Re: Git's database structure

"Jon Smirl" <jonsmirl@xxxxxxxxx> · Tue, 4 Sep 2007 13:30:30 -0400

On 9/4/07, Julian Phillips <julian@xxxxxxxxxxxxxxxxx> wrote:
> On Tue, 4 Sep 2007, Jon Smirl wrote:
>
> > Let's back up a little bit from "Caclulating tree node".  What are the
> > elements of git's data structures?
> >
> > Right now we have an index structure (tree nodes) integrated in to a
> > base table. Integrating indexing into the data is not normally done in
> > a database. Doing a normalization analysis like this may expose flaws
> > in the way the data is structured. Of course we may also decide to
> > leave everything the way it is.
> >
> > What about the special status of a rename?

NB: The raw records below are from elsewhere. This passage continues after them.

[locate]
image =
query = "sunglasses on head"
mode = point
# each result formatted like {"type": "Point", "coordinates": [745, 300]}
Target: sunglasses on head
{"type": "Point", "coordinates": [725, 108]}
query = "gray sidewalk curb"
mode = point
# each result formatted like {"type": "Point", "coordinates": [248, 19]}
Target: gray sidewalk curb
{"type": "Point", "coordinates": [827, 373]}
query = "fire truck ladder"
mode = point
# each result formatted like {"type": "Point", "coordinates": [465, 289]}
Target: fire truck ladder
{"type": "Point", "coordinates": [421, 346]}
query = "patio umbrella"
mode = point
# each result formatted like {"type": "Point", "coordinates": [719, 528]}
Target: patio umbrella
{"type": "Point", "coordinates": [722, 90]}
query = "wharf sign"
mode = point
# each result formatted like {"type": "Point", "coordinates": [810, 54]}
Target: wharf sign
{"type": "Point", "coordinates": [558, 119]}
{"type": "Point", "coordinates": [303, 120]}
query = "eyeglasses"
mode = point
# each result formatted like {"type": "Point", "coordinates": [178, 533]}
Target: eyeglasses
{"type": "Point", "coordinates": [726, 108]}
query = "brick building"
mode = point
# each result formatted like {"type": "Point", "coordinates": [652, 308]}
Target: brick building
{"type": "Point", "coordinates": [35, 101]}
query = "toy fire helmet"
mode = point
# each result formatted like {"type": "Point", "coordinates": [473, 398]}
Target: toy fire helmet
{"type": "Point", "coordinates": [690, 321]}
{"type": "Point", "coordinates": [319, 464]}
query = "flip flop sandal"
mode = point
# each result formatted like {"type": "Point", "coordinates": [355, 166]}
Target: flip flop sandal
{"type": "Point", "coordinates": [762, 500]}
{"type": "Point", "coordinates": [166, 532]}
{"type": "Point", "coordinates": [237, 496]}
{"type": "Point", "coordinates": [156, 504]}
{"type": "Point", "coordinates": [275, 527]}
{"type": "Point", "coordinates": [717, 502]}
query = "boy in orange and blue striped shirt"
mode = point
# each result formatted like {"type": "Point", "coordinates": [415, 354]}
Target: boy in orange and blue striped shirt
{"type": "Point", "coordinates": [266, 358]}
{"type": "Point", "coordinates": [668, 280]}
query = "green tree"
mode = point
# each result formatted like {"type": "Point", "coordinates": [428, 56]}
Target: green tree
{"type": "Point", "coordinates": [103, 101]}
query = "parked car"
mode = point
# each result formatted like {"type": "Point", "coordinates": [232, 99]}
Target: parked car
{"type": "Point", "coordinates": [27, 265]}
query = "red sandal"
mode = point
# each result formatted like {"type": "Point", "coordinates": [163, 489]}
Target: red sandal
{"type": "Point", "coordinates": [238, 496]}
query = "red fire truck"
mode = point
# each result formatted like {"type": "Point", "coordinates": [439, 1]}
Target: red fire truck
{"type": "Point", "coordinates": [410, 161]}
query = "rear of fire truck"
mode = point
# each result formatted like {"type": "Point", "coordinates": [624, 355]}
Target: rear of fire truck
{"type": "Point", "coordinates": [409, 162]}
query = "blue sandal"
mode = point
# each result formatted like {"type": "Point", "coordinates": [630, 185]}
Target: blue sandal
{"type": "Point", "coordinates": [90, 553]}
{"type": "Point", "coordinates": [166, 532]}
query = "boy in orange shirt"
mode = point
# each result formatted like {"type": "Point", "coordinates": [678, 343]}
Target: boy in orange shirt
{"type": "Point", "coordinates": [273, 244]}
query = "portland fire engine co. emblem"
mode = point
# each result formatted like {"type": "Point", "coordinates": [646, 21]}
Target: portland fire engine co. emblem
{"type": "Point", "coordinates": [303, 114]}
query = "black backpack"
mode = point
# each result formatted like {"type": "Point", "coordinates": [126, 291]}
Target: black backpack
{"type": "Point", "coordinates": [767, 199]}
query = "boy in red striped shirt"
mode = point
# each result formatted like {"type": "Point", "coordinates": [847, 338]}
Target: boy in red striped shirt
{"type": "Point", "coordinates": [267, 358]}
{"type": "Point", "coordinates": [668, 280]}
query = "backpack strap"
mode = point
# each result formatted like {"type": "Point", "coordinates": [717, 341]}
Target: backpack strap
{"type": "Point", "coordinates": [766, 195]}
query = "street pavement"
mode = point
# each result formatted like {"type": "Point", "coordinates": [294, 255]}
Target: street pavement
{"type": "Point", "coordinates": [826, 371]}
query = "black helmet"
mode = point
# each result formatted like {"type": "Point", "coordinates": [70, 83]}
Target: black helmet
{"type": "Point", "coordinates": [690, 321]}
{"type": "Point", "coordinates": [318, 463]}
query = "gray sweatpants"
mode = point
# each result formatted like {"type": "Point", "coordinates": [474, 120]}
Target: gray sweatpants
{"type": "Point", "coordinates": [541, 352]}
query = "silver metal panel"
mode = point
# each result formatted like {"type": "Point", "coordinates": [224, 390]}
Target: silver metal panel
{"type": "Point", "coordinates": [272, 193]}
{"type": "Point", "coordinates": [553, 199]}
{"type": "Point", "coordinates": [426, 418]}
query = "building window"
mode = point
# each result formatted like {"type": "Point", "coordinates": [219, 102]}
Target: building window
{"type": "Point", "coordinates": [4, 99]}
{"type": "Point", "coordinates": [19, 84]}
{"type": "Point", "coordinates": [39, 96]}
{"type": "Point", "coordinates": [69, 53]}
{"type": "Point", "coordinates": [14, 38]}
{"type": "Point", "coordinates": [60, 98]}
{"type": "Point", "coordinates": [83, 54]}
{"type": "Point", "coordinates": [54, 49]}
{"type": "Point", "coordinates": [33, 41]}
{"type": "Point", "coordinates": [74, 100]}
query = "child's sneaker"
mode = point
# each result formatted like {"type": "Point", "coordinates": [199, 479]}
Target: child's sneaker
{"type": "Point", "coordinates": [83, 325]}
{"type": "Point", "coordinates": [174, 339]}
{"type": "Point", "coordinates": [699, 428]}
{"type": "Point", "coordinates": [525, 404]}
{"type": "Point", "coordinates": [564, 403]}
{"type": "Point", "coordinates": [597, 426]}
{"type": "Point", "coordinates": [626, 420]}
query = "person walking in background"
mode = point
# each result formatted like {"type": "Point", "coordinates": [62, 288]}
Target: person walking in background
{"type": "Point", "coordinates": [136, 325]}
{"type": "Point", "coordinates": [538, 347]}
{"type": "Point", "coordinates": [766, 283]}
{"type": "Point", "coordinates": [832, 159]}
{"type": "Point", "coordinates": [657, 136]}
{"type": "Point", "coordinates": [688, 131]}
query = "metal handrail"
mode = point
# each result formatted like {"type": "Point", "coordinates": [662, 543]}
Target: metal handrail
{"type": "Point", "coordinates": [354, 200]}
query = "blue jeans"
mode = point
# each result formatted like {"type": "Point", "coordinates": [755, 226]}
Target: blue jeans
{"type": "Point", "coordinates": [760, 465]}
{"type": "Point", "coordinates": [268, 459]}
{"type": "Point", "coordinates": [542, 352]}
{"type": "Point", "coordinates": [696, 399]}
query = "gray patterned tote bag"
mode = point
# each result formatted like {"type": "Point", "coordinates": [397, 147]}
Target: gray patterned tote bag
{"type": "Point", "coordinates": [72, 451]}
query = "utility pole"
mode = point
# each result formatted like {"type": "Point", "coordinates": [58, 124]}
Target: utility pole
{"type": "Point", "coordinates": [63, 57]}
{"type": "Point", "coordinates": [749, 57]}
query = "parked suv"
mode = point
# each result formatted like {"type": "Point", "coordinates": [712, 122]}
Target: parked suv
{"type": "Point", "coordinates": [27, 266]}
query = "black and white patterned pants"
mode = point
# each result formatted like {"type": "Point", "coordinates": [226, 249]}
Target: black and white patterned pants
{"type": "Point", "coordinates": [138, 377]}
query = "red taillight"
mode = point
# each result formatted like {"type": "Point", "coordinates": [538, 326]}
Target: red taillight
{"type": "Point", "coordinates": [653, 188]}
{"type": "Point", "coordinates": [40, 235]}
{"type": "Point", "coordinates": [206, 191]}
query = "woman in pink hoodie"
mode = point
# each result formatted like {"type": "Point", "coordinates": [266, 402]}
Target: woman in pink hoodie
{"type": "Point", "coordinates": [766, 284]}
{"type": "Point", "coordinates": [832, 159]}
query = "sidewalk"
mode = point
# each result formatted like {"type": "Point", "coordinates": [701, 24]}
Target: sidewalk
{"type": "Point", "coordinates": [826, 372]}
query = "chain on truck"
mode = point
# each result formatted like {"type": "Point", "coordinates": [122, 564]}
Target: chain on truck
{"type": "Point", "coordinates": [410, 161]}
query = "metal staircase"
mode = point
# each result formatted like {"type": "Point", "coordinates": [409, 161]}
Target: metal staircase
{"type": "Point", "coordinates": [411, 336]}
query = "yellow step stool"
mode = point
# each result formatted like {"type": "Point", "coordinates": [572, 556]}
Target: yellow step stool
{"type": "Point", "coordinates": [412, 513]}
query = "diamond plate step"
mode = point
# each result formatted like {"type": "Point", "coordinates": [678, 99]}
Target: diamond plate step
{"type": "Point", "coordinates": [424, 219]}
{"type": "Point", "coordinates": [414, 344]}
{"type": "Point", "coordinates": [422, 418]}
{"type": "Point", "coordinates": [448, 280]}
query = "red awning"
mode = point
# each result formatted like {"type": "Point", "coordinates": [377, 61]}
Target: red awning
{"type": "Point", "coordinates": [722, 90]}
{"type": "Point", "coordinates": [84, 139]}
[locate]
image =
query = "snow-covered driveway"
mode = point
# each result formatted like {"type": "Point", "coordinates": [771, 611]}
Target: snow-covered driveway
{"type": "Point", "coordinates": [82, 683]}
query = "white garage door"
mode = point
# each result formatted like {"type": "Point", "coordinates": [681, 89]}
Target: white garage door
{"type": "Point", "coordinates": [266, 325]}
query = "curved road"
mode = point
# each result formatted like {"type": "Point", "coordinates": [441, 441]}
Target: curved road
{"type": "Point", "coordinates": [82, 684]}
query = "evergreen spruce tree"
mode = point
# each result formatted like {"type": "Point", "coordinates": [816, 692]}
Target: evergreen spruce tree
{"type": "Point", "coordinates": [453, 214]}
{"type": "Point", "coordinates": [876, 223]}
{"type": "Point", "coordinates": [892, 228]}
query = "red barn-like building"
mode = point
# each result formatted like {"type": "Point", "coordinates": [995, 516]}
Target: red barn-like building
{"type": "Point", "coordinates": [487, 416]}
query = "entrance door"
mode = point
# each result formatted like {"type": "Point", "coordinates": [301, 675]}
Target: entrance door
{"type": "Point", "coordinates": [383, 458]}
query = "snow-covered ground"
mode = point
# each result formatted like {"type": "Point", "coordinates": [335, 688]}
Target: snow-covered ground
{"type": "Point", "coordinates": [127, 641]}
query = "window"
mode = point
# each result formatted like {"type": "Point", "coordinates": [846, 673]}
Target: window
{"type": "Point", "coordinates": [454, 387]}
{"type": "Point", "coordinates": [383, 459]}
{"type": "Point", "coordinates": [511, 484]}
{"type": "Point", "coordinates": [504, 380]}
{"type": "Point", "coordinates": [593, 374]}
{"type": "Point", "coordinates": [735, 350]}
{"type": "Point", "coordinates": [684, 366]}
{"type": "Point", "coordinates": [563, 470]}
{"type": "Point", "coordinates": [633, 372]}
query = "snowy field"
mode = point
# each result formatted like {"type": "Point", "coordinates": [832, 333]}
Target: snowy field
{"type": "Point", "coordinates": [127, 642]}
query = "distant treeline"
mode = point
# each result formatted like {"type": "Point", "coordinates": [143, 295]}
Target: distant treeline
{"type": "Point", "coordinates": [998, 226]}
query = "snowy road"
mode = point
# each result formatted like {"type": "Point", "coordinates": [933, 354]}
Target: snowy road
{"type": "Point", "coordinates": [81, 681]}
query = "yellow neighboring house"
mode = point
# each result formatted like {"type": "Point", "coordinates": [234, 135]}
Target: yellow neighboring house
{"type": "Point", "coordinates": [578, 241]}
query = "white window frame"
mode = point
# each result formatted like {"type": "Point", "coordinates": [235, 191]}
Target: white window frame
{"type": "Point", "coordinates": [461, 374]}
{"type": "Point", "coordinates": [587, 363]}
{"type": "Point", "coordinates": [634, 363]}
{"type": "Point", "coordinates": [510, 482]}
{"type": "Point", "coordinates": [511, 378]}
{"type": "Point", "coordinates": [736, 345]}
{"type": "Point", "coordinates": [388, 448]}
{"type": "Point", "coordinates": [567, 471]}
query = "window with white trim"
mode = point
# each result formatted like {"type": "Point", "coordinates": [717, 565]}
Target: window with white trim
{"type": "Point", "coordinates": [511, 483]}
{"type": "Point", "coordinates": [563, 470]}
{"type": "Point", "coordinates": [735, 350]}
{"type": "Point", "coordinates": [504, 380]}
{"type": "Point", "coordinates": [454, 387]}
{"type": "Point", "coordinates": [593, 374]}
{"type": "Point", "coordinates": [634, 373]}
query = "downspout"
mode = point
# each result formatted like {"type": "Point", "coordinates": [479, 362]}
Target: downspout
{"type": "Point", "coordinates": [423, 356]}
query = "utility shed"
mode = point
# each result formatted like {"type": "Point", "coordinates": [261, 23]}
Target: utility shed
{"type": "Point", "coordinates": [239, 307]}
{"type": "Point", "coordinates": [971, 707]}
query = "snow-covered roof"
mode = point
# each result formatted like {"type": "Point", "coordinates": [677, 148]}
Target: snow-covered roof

In the current model we
> > effectively have three tables.
> >
> > commit - a set of all SHAs in the commit, previous commit, comment, author, etc
> > blob - a file, permissions, etc.
> > file names - name, SHA
> >
> > The file name table is encoded as an index and it has been
> > intermingled with the commit table.
> >
> > Looking at this from a set theory angle brings up the question, do we
> > really have three tables and file names are an independent variable
> > from the blobs, or should file names be an attribute of the blob?
>
> There isn't a one-to-one mapping of file names to blobs.  The blob only
> describes the contents of the file.  In the extreme case you could have
> one blob for every single file in your tree.  For example:
>
> # git ls-tree -r HEAD
> 100644 blob 05303ef858aeeb01ca40590dd6fe65928096ee6c    bar/foo
> 100644 blob 05303ef858aeeb01ca40590dd6fe65928096ee6c    foo
> 100644 blob 05303ef858aeeb01ca40590dd6fe65928096ee6c    foo2
> 100644 blob 05303ef858aeeb01ca40590dd6fe65928096ee6c    foo3
> 100644 blob 05303ef858aeeb01ca40590dd6fe65928096ee6c    foo4
> 100644 blob 05303ef858aeeb01ca40590dd6fe65928096ee6c    foo5
> 100644 blob 05303ef858aeeb01ca40590dd6fe65928096ee6c    foo6

Both schemes support aliasing. In the flat scheme you would create a
second blob which contains the file and the aliased path name. When
the blob gets delta'd the second copy of the file will disappear.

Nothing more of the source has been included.